Cristiano Ronaldo fired a crucial 87th-minute winner to give Manchester United a 2-1 win at Fulham and a nine-point lead in the Barclays Premiership title race.
Trailing to Brian McBride's first-half opener and outplayed for long periods, it seemed the best Alex Ferguson's men were going to get was a draw after Ryan Giggs had pulled them level.
But Ronaldo had other ideas, picking up possession inside his own half, then embarking on a magnificent run into the Fulham box before driving in his 16th goal of the season with aid of a deflection.
On such victories titles are won and although Chelsea now have a game in hand despite being nine points behind, the celebrations, both after Ronaldo scored and the final whistle had gone, suggested United felt a decisive blow had been struck.
Ferguson has spent the last few weeks stressing if United are to seal the championship, they can expect to encounter some unexpectedly difficult days. This encounter must have been exactly what he meant.
Outflanked before kick-off by Fulham boss Chris Coleman, who played only half the six six-footers Ferguson had been expecting and left Gary Neville out to counter, the United manager then saw his defence given the type of searching examination they have rarely encountered this term.
With McBride and Tomasz Radzinski flying about up front and Michael Brown putting himself about in midfield, the Cottagers got on top in the opening minutes and remained in that position for almost the first half hour.
Clearly, the one negative to their dominance was a failure to strike more than once.
Simon Davies flashed a shot wide, Papa Bouba Diop tested Edwin van der Sar and McBride nodded into the side-netting. But the elusive second goal would not come once McBride had put Fulham in front.
The opening goal itself involved some uncharacteristically sloppy defending from United, a measure of how much pressure Fulham had put them under.
Ordinarily, there would have been no danger when Michael Brown lifted a ball over the United defence for Davies to chase.

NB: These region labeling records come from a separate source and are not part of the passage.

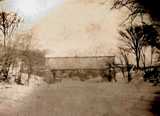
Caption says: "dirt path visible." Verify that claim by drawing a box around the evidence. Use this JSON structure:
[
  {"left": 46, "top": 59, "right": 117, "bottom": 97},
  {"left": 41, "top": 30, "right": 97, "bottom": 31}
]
[{"left": 0, "top": 80, "right": 158, "bottom": 116}]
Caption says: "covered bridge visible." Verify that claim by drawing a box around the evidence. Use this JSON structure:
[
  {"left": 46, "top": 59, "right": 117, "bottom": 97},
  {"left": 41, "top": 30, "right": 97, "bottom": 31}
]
[
  {"left": 46, "top": 56, "right": 115, "bottom": 70},
  {"left": 46, "top": 56, "right": 115, "bottom": 79}
]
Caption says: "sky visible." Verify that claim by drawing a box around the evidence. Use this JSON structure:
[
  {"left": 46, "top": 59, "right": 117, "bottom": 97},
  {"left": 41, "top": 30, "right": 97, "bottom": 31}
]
[{"left": 0, "top": 0, "right": 126, "bottom": 56}]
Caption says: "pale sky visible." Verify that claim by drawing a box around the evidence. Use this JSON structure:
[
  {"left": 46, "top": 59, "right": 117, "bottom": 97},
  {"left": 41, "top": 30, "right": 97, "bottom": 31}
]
[{"left": 0, "top": 0, "right": 126, "bottom": 56}]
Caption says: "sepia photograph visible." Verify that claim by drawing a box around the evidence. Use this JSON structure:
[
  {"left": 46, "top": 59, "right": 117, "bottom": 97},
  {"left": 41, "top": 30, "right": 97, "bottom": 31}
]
[{"left": 0, "top": 0, "right": 160, "bottom": 116}]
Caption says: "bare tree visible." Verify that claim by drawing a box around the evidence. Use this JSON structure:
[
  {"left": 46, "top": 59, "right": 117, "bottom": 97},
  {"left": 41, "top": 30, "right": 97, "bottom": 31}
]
[
  {"left": 119, "top": 47, "right": 132, "bottom": 82},
  {"left": 0, "top": 11, "right": 21, "bottom": 80},
  {"left": 119, "top": 26, "right": 144, "bottom": 69}
]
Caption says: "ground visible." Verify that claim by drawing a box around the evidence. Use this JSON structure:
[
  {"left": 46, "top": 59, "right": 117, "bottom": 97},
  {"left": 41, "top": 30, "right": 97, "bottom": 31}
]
[{"left": 0, "top": 77, "right": 160, "bottom": 116}]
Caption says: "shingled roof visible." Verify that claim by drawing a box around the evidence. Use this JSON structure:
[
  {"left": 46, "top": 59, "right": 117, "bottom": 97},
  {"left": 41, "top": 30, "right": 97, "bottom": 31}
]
[{"left": 46, "top": 56, "right": 115, "bottom": 70}]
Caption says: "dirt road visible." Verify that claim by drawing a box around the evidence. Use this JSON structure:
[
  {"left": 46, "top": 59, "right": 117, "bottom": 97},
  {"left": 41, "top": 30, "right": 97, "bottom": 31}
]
[{"left": 0, "top": 80, "right": 160, "bottom": 116}]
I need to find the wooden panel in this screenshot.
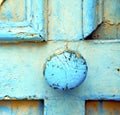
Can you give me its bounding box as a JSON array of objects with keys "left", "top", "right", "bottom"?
[
  {"left": 85, "top": 101, "right": 120, "bottom": 115},
  {"left": 0, "top": 101, "right": 43, "bottom": 115},
  {"left": 92, "top": 0, "right": 120, "bottom": 39},
  {"left": 0, "top": 40, "right": 120, "bottom": 99},
  {"left": 48, "top": 0, "right": 83, "bottom": 40},
  {"left": 48, "top": 0, "right": 103, "bottom": 41},
  {"left": 0, "top": 0, "right": 47, "bottom": 42}
]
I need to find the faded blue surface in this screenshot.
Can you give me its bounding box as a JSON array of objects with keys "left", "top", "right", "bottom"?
[
  {"left": 44, "top": 50, "right": 87, "bottom": 90},
  {"left": 0, "top": 0, "right": 46, "bottom": 42}
]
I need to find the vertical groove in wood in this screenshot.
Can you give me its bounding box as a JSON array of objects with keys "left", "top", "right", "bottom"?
[
  {"left": 83, "top": 0, "right": 102, "bottom": 37},
  {"left": 104, "top": 0, "right": 120, "bottom": 25}
]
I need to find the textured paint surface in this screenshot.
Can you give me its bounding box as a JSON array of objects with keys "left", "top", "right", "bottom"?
[
  {"left": 0, "top": 0, "right": 46, "bottom": 42},
  {"left": 44, "top": 50, "right": 87, "bottom": 91},
  {"left": 0, "top": 40, "right": 120, "bottom": 115},
  {"left": 48, "top": 0, "right": 102, "bottom": 41},
  {"left": 0, "top": 100, "right": 43, "bottom": 115},
  {"left": 92, "top": 0, "right": 120, "bottom": 39},
  {"left": 0, "top": 40, "right": 120, "bottom": 99},
  {"left": 85, "top": 101, "right": 120, "bottom": 115}
]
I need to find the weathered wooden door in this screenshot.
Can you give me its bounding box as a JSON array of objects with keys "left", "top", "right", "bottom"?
[{"left": 0, "top": 0, "right": 120, "bottom": 115}]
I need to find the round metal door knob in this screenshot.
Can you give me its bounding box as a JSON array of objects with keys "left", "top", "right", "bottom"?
[{"left": 44, "top": 50, "right": 88, "bottom": 91}]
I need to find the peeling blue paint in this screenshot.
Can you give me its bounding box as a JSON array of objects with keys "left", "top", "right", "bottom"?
[{"left": 44, "top": 50, "right": 87, "bottom": 90}]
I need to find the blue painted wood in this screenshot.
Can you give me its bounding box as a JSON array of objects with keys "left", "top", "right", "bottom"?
[
  {"left": 44, "top": 50, "right": 87, "bottom": 91},
  {"left": 44, "top": 98, "right": 85, "bottom": 115},
  {"left": 0, "top": 41, "right": 120, "bottom": 100},
  {"left": 0, "top": 0, "right": 46, "bottom": 42},
  {"left": 48, "top": 0, "right": 103, "bottom": 41}
]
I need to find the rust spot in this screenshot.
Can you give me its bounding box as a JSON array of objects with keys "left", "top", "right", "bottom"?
[{"left": 18, "top": 32, "right": 24, "bottom": 34}]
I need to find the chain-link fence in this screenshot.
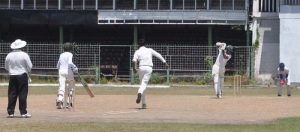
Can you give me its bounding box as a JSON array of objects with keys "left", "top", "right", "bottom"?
[{"left": 0, "top": 43, "right": 251, "bottom": 80}]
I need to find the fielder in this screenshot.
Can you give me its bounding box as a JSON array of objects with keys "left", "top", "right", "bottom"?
[
  {"left": 5, "top": 39, "right": 32, "bottom": 118},
  {"left": 212, "top": 42, "right": 233, "bottom": 98},
  {"left": 132, "top": 39, "right": 169, "bottom": 109},
  {"left": 277, "top": 63, "right": 291, "bottom": 96},
  {"left": 56, "top": 43, "right": 78, "bottom": 109}
]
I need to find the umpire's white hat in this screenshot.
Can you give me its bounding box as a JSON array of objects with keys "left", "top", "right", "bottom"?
[{"left": 10, "top": 39, "right": 27, "bottom": 49}]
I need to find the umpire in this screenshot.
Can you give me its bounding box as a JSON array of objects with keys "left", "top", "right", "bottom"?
[{"left": 5, "top": 39, "right": 32, "bottom": 118}]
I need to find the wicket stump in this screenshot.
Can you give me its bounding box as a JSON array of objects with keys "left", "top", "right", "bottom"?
[{"left": 233, "top": 75, "right": 242, "bottom": 96}]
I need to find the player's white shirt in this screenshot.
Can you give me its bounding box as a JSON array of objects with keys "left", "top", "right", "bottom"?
[
  {"left": 57, "top": 52, "right": 76, "bottom": 73},
  {"left": 132, "top": 46, "right": 166, "bottom": 67},
  {"left": 277, "top": 67, "right": 289, "bottom": 79},
  {"left": 212, "top": 49, "right": 231, "bottom": 74},
  {"left": 5, "top": 50, "right": 32, "bottom": 75}
]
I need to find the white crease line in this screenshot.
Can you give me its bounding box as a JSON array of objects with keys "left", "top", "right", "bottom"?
[{"left": 103, "top": 111, "right": 138, "bottom": 116}]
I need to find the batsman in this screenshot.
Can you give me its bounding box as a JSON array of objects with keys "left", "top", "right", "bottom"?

On this occasion, Van der Sar and Nemanja Vidic got themselves into a muddle, the loose ball broke to McBride and although Rio Ferdinand was well positioned to clear the forward's shot as it bounced off the inside of the far post, there was so much spin on it he could only help it over the line.
As has happened so often in the past, the concession of a goal drew United out of their lethargy.
Although Cristiano Ronaldo was quiet on the right flank, Giggs was devastating on the left. The Welshman had already found himself in good positions twice without getting a reward.
But when Henrik Larsson seized on Moritz Volz's mistake and fed Wayne Rooney, Giggs dropped deep, then met his young team-mate's far-post cross with an volley that flew back into the corner of the goal.
Ronaldo blazed one shot wide and Patrice Evra should have done better after advancing onto the loose ball after Larsson had eased Philippe Christanval out of the way, but Fulham survived until the break and then came close to regaining the initiative immediately afterwards.
Radzinski could hardly believe it when he climbed above Wes Brown to meet Michael Brown's cross with a firm header that came crashing back off the bar.
Van der Sar was well beaten on that occasion but he soon made up for any blame lingering over Fulham's goal with a trio of fine stops.
The first two denied Davies, who probably should have done better both times, especially the second when he found himself completely clear after stepping inside Evra.
By the time Van der Sar kept out McBride's low header, Ferguson had introduced another Fulham old boy in Louis Saha.
The Frenchman's arrival, followed by the decision to switch Rooney to the right flank and Ronaldo to the left, saw United finally take command.
And the goal United craved finally arrived three minutes from time when Ronaldo picked the ball up just inside his own half, sped past Clint Dempsey before darting into the box and firing low into the bottom corner.
Fulham thought they should have had a penalty almost immediately when Van der Sar appeared to barge Heidar Helguson over but, to Coleman's disgust, Peter Walton said no and with it went the Cottagers' hopes of claiming a share of the spoils.